2009 Food City 500
- 2009 Food City 500 program cover
- Date: March 22, 2009
- Official name: Food City 500
- Location: Bristol Motor Speedway, Bristol, Tennessee
- Course: Permanent racing facility
- Course length: 0.533 miles (0.857 km)
- Distance: 503 laps, 268.099 mi (431.463 km)
- Scheduled distance: 500 laps, 266.5 mi (428.89 km)
- Weather: Temperatures up to 66 °F (19 °C); wind speeds up to 8 miles per hour (13 km/h)
- Average speed: 92.139 miles per hour (148.283 km/h)

Pole position
- Driver: Mark Martin; / Hendrick Motorsports
- Time: 15.256

Most laps led
- Driver: Kyle Busch / Joe Gibbs Racing
- Laps: 378

Winner
- No. 18: Kyle Busch / Joe Gibbs Racing

Television in the United States
- Network: Fox Broadcasting Company
- Announcers: Mike Joy, Darrell Waltrip and Larry McReynolds

= 2009 Food City 500 =

The 2009 Food City 500 was the fifth race of the 2009 NASCAR Sprint Cup season.

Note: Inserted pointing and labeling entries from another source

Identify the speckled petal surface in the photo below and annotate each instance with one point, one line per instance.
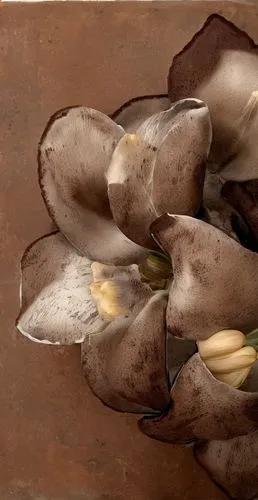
(56, 305)
(219, 65)
(74, 154)
(215, 283)
(232, 464)
(244, 197)
(160, 169)
(203, 408)
(182, 136)
(125, 365)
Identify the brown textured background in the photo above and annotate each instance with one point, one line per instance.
(58, 442)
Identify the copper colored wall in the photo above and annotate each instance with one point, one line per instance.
(58, 442)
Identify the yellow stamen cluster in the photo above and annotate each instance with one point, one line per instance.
(227, 356)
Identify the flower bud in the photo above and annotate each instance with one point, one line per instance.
(221, 343)
(243, 358)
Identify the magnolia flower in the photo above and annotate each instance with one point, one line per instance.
(140, 281)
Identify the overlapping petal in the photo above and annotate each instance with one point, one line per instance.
(125, 365)
(233, 464)
(74, 155)
(56, 302)
(244, 198)
(219, 65)
(160, 169)
(132, 113)
(56, 305)
(215, 284)
(203, 408)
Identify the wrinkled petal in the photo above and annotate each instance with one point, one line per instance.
(56, 305)
(244, 198)
(215, 284)
(130, 189)
(182, 136)
(131, 114)
(219, 65)
(125, 365)
(74, 154)
(160, 169)
(232, 464)
(203, 408)
(218, 212)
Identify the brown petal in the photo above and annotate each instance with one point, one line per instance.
(219, 65)
(244, 198)
(125, 365)
(203, 408)
(232, 464)
(130, 188)
(131, 114)
(56, 305)
(160, 169)
(182, 136)
(74, 154)
(215, 283)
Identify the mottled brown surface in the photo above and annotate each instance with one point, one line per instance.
(57, 441)
(204, 408)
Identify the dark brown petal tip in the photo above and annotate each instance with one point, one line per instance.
(74, 155)
(232, 464)
(182, 136)
(203, 408)
(244, 198)
(219, 65)
(125, 365)
(56, 305)
(215, 283)
(132, 113)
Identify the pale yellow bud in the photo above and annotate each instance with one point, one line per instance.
(107, 295)
(234, 379)
(221, 343)
(243, 358)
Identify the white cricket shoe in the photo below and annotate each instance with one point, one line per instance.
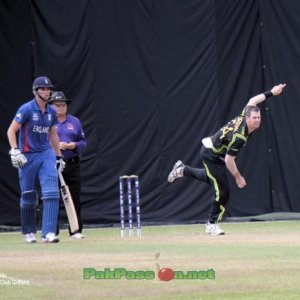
(213, 229)
(177, 171)
(30, 238)
(50, 238)
(77, 236)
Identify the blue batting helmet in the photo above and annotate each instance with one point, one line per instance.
(59, 96)
(42, 82)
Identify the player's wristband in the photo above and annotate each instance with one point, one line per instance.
(268, 94)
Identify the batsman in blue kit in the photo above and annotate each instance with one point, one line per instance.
(37, 156)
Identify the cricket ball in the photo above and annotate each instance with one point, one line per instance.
(165, 274)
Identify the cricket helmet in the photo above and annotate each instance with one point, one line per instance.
(41, 82)
(58, 96)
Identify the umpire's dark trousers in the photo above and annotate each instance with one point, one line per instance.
(214, 173)
(72, 178)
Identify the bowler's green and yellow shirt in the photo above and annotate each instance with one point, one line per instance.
(230, 138)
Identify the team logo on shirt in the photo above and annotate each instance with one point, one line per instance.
(35, 117)
(70, 126)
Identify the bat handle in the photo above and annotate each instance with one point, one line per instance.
(61, 178)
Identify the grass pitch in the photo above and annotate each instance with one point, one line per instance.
(252, 261)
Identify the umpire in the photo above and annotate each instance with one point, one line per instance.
(72, 142)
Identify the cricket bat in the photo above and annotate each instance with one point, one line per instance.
(68, 202)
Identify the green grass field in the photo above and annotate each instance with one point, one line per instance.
(258, 260)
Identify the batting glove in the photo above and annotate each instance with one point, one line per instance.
(18, 159)
(60, 163)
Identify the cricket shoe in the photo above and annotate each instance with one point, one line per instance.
(50, 238)
(30, 238)
(177, 171)
(213, 229)
(77, 236)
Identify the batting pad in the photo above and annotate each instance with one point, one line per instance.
(28, 211)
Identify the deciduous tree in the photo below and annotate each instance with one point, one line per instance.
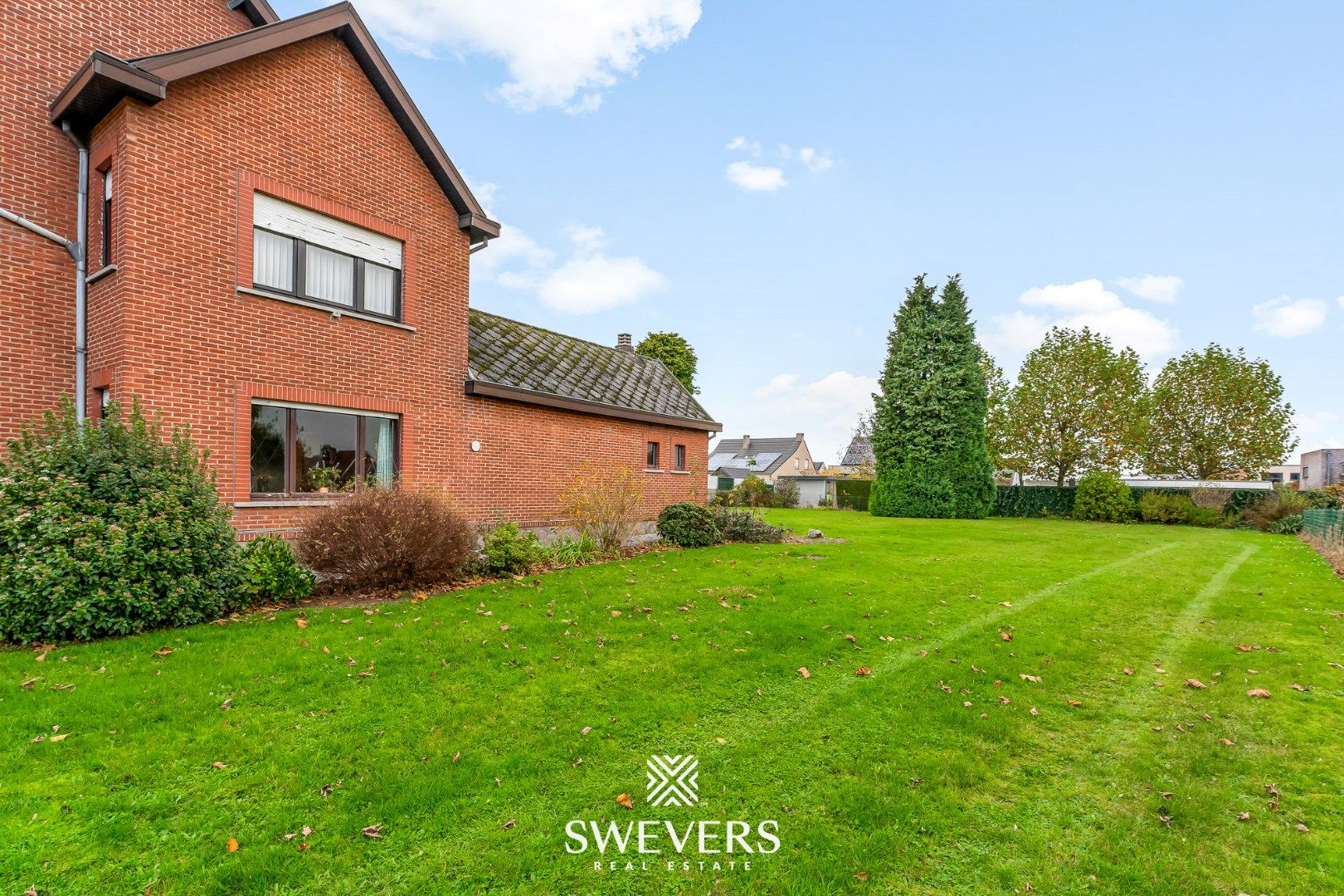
(1218, 414)
(1079, 405)
(675, 353)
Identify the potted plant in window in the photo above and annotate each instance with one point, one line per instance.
(324, 477)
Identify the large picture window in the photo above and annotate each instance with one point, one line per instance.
(299, 450)
(323, 260)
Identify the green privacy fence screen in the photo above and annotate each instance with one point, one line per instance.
(1324, 524)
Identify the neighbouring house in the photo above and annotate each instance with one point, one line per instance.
(279, 256)
(734, 460)
(858, 458)
(1285, 473)
(1322, 468)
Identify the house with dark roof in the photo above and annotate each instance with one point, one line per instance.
(765, 458)
(247, 223)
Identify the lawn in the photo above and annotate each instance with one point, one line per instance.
(464, 738)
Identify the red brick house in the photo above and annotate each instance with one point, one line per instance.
(279, 254)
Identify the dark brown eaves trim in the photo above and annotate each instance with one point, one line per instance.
(344, 23)
(580, 406)
(100, 84)
(257, 11)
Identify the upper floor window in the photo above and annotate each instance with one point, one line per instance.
(311, 256)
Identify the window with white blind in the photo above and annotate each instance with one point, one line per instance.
(301, 253)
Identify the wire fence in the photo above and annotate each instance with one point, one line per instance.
(1324, 524)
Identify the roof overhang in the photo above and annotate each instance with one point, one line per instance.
(100, 84)
(104, 80)
(483, 388)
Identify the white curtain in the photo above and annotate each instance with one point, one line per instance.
(273, 261)
(329, 275)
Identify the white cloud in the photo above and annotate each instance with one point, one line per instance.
(1075, 305)
(583, 282)
(1289, 317)
(743, 144)
(558, 54)
(756, 178)
(1155, 288)
(815, 160)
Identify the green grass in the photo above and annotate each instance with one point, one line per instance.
(888, 774)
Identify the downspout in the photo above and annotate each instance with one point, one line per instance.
(81, 251)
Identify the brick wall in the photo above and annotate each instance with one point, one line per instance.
(171, 327)
(45, 42)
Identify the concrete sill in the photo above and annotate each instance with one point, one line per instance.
(99, 275)
(334, 312)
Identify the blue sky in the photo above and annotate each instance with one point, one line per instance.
(1168, 176)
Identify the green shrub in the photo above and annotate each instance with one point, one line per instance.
(110, 529)
(1291, 524)
(1034, 500)
(383, 538)
(1103, 497)
(745, 525)
(572, 553)
(509, 551)
(785, 494)
(270, 572)
(1160, 507)
(689, 525)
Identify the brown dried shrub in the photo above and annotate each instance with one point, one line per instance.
(385, 538)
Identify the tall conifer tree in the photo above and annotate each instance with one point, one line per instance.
(929, 431)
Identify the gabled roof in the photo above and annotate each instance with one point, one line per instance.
(104, 80)
(518, 362)
(769, 453)
(859, 451)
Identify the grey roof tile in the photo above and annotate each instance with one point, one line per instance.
(509, 353)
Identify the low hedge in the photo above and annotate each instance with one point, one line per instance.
(1049, 500)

This 500 lap, 266.5 mi race took place on March 22 of that year at the 0.533 mi Bristol Motor Speedway in Bristol, Tennessee, and was telecast on Fox beginning at 1:30 PM EDT, with radio broadcasting being handled by Performance Racing Network (terrestrial) and Sirius XM Radio (satellite) beginning at 1 PM US EDT.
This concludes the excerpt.